メルヒェン
──君が悪い。
四方八方何処を見ても、不思議な景色が広がっていた。
右を向くと、洋風な街があり、左を見ると名前の分からない花が咲き乱れる山があった。
この景色を見たのが、普通の人ならば、二つや三つくらいの童話を思い浮かべるくらい造作ないだろう、と思うのだが、私は一つしか童話を思い浮かべることが出来なかった。幾ら考えても、記憶の底に手を伸ばしても、何も掴めないのである。

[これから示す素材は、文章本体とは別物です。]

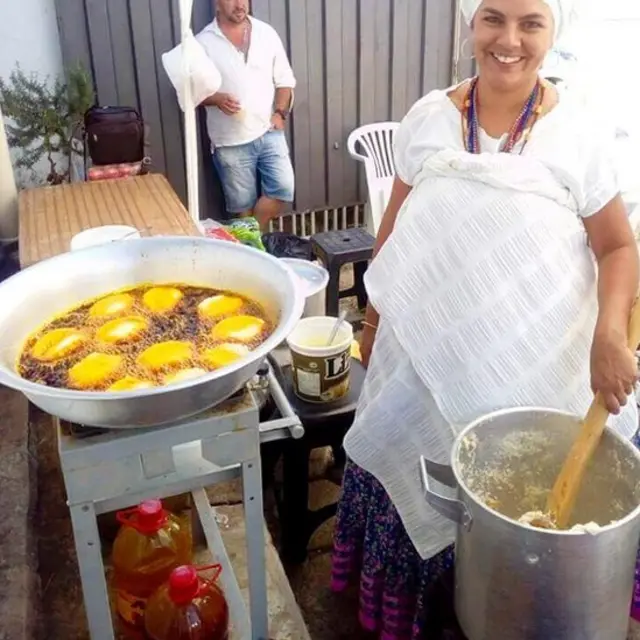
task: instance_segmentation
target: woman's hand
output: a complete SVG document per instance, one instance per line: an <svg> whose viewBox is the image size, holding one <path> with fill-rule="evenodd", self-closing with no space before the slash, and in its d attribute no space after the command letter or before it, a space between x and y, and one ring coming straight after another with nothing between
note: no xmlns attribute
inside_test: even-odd
<svg viewBox="0 0 640 640"><path fill-rule="evenodd" d="M638 378L635 354L620 331L596 330L591 347L591 388L610 413L620 413Z"/></svg>
<svg viewBox="0 0 640 640"><path fill-rule="evenodd" d="M360 335L360 357L365 369L369 368L369 359L373 351L373 343L376 339L376 330L373 327L364 326Z"/></svg>

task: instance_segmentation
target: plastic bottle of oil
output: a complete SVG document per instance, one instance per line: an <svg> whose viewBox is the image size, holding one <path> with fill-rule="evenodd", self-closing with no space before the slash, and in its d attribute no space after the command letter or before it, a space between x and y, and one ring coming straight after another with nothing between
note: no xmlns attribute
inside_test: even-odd
<svg viewBox="0 0 640 640"><path fill-rule="evenodd" d="M144 627L146 601L178 566L191 562L191 531L160 500L118 513L113 543L116 609L131 630Z"/></svg>
<svg viewBox="0 0 640 640"><path fill-rule="evenodd" d="M214 571L205 579L204 571ZM174 569L147 602L145 631L151 640L226 640L229 607L216 584L220 565Z"/></svg>

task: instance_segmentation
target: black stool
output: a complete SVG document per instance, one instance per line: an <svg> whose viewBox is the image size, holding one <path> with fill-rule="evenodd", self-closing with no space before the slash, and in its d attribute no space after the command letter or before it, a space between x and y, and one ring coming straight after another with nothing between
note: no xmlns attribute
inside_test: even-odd
<svg viewBox="0 0 640 640"><path fill-rule="evenodd" d="M305 430L300 440L289 439L283 443L282 492L281 495L276 492L282 557L290 563L301 563L307 557L307 545L314 531L334 516L337 509L337 504L315 511L309 509L309 456L313 449L331 447L337 462L344 462L342 441L353 423L366 369L352 360L349 394L330 404L300 400L293 390L291 367L274 370Z"/></svg>
<svg viewBox="0 0 640 640"><path fill-rule="evenodd" d="M328 316L338 315L340 298L357 296L358 306L361 309L366 306L364 274L373 256L374 244L375 238L360 228L327 231L311 236L313 253L329 271L326 303ZM353 264L353 287L340 291L340 269L345 264Z"/></svg>

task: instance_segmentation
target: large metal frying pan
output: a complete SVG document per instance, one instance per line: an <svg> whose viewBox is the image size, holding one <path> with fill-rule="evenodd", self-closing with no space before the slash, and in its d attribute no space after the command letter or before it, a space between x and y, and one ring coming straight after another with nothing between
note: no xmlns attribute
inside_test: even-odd
<svg viewBox="0 0 640 640"><path fill-rule="evenodd" d="M146 282L209 285L263 305L273 334L229 367L168 387L134 392L56 389L21 378L15 364L25 339L52 316L122 287ZM0 384L48 413L79 424L131 428L198 414L243 387L291 332L304 299L277 258L207 238L157 237L114 242L40 262L0 284Z"/></svg>

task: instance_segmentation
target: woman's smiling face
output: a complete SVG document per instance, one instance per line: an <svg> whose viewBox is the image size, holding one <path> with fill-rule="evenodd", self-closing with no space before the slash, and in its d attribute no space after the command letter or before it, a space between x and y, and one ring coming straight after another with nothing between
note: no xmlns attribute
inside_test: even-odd
<svg viewBox="0 0 640 640"><path fill-rule="evenodd" d="M543 0L484 0L473 19L480 74L502 91L530 84L553 45L554 29Z"/></svg>

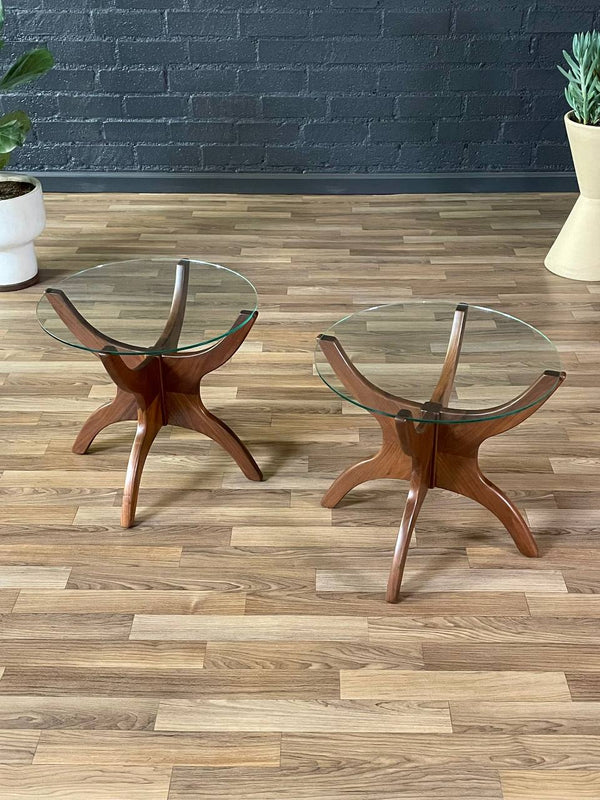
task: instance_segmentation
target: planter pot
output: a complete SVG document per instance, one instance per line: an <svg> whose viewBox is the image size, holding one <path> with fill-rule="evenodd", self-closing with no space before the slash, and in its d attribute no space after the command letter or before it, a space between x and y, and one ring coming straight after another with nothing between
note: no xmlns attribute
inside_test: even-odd
<svg viewBox="0 0 600 800"><path fill-rule="evenodd" d="M46 214L42 185L28 175L0 172L0 181L31 183L20 197L0 200L0 291L31 286L38 279L33 240L44 230Z"/></svg>
<svg viewBox="0 0 600 800"><path fill-rule="evenodd" d="M574 122L565 115L580 196L546 256L556 275L600 281L600 127Z"/></svg>

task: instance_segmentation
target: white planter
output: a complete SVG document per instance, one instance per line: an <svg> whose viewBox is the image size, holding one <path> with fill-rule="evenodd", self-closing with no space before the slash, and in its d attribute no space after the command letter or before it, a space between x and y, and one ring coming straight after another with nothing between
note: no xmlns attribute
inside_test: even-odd
<svg viewBox="0 0 600 800"><path fill-rule="evenodd" d="M31 286L38 278L33 240L44 230L46 214L42 185L29 175L0 172L0 181L32 183L20 197L0 200L0 291Z"/></svg>
<svg viewBox="0 0 600 800"><path fill-rule="evenodd" d="M580 196L544 264L556 275L600 281L600 127L565 115Z"/></svg>

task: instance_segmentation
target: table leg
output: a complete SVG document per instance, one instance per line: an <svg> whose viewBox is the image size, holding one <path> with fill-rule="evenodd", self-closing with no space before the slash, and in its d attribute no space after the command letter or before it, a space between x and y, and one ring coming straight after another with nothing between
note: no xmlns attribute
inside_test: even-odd
<svg viewBox="0 0 600 800"><path fill-rule="evenodd" d="M73 443L73 452L84 455L100 431L115 422L137 419L137 403L133 395L117 389L115 399L88 417Z"/></svg>
<svg viewBox="0 0 600 800"><path fill-rule="evenodd" d="M407 416L410 416L408 412L400 412L396 417L398 437L405 452L412 458L412 470L408 497L406 498L388 578L386 592L388 603L396 603L398 601L404 565L406 564L408 548L417 517L427 492L434 485L436 426L430 423L415 425L414 422L406 418Z"/></svg>

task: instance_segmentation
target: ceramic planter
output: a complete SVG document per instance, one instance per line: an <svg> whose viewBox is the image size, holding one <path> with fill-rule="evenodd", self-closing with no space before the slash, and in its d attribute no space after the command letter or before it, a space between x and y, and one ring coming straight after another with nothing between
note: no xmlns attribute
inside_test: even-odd
<svg viewBox="0 0 600 800"><path fill-rule="evenodd" d="M600 127L565 115L580 196L544 264L556 275L600 281Z"/></svg>
<svg viewBox="0 0 600 800"><path fill-rule="evenodd" d="M44 230L42 185L29 175L0 172L0 181L32 183L20 197L0 200L0 291L31 286L38 279L33 240Z"/></svg>

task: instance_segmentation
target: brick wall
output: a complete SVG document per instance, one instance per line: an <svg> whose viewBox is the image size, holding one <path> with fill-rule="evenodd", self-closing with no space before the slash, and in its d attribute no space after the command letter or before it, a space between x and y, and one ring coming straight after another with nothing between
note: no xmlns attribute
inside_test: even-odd
<svg viewBox="0 0 600 800"><path fill-rule="evenodd" d="M555 64L593 0L5 0L0 58L57 67L32 170L571 168Z"/></svg>

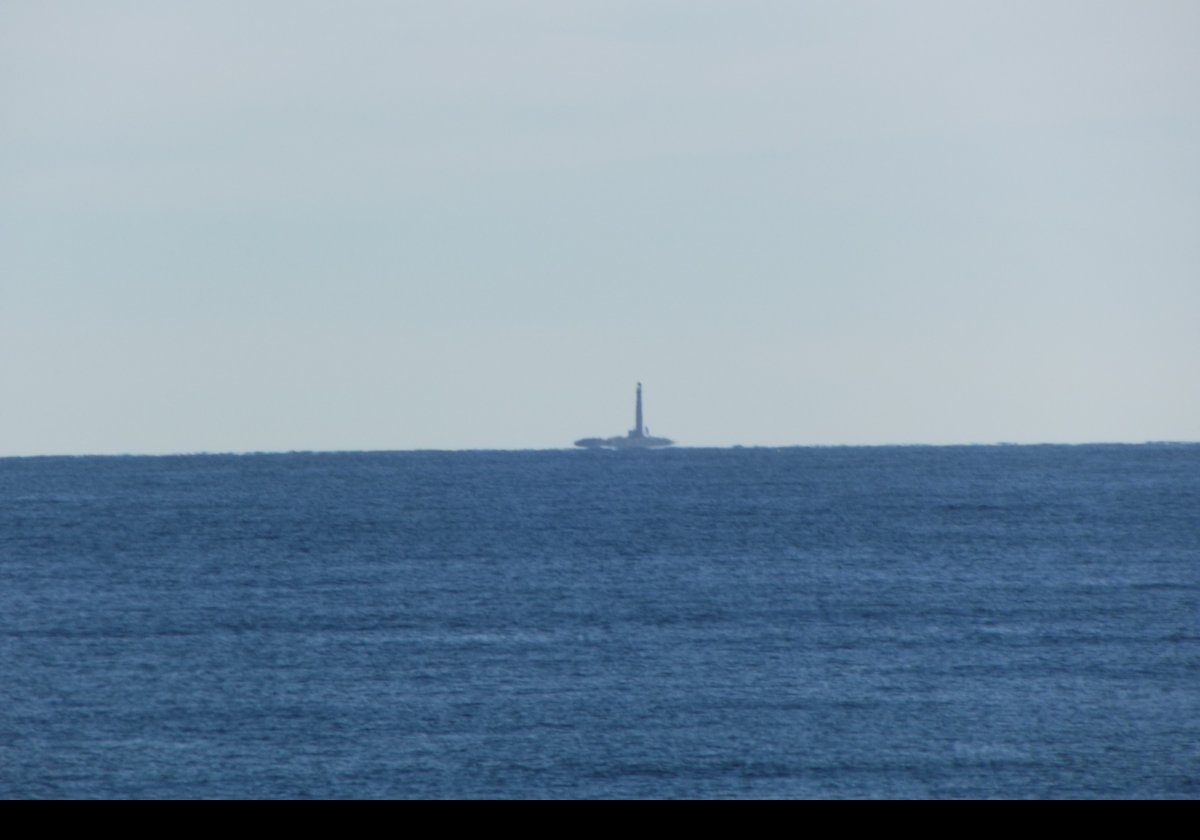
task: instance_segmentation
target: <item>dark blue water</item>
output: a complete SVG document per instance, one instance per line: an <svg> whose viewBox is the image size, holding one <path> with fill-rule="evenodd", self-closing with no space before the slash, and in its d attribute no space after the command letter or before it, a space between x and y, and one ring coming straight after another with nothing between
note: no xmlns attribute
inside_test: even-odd
<svg viewBox="0 0 1200 840"><path fill-rule="evenodd" d="M1198 794L1200 446L0 459L0 796Z"/></svg>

マッチ売りの少女。それだけは、思い出すことが出来た。
確か、苦悩に悶える少女が、雪がしんしんと降る日に街路へとマッチを売りにやって来て、マッチを売ろうとするも買い手が誰一人居らず、悲しみや虚しさに溺れた少女が、終いにはマッチで火をつけ出して──。
マッチの炎に映った幸福を、それを見つめた少女の笑顔を、私は素直に見れなかった。
人の中には、常に笑顔な人という奇怪なものが居る。その内の、優しさのあるものには、亀裂が入っている。何処、とは言わない。
あの少女にも、幸福があったはずである。どうやら、私と彼女は、少しだけ、ほんの少しだけ、似ているらしい。彼女の笑顔が誤魔化しならば。
街が、崩れた。砂のお城のように、相縁のように、一瞬で崩れていった。
山が枯れた。花は色を失った。木々は、己の周囲にある花や木、空の美しさや青さを知り、自信を失ってしまい枯れた、と妄想をしてみた。実際は山と共に儚くなっただけである。どんなに醜くても、枯れ色でも、隣の芝生は青く見えるのだから、昨日も今日も、きっと明日も気怠い。
空が、淡いピンク色に染まってきた。辺りを見回しても、淡い色の空と元の景色の崩落した名残しか見当たらない。
これが、これこそが、メルヘン?
空が割れて、全てが砕けて、視界が暗に包まれたかと思うと、ぼんやりとした光が見えてきた。
消毒液の臭い、アルコールの匂い。メルヘンなんて、知らぬ。
「スィーザーン」
赤子を囲む一人の男と二人の女の内の、一人の女がそう言った。残りの二人は崩れ落ちた。照明が明る過ぎて、目が眩む。
笑っていた。
「スィーザーン」というのは、煙草の名だろうか。